In response to this, life probably chose the mechanism of morphogenetic movement in the course of evolution for the following two reasons.
- Since cell and tissue migration uses physical forces (e.g., cell contraction, intercellular adhesion, interaction with extracellular matrix), was it more efficient to use signaling between adjacent cells and tissues (e.g., Notch signaling, Wint signaling, Hodgson signaling) rather than gene regulation?

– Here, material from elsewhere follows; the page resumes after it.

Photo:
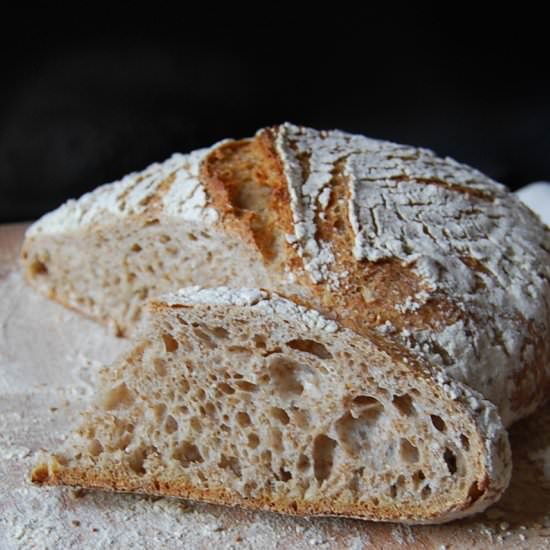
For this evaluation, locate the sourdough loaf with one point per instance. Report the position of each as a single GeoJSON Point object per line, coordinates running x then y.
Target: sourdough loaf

- Perhaps it would have been better to incorporate another mechanism of interaction between adjacent cellular tissues a posteriori to ensure the accuracy of spatial placement, since setting up a function for gene regulation to spatial placement would have been error prone? Was this because regional determination by protein concentration gradients was very effective in providing rough location information in early embryos, but not for subsequent detailed placement, which would require fine-tuning of gene expression and could easily be subject to error due to environmental fluctuations and internal noise? The analogy is believed to be.
Is it like determining the role that each substance performs at each stage of generation to prevent the accumulation of errors?
This is a completely different analogy, but if we go down the chain of command of a company, the gene relay makes general policy decisions for the company at the board of directors, etc., while the morphogenetic movement adjusts staffing and issues within or between divisions? I’m not a rice cake maker, but the details are better left to the parties involved, since they know them better. It is better to leave the details to the parties concerned, since they know them better.
Regardless, it is believed that current life forms effectively form complex body structures and functions by combining three different mechanisms: protein concentration gradients, gene relays, and morphogenetic movements.
I think that biochemistry is a science that has an answer as a phenomenon (nature already has the answer), but is trying to unravel the black box of the mechanism inside so that humans can recognize it, so it seems interesting despite its peculiarities in this respect.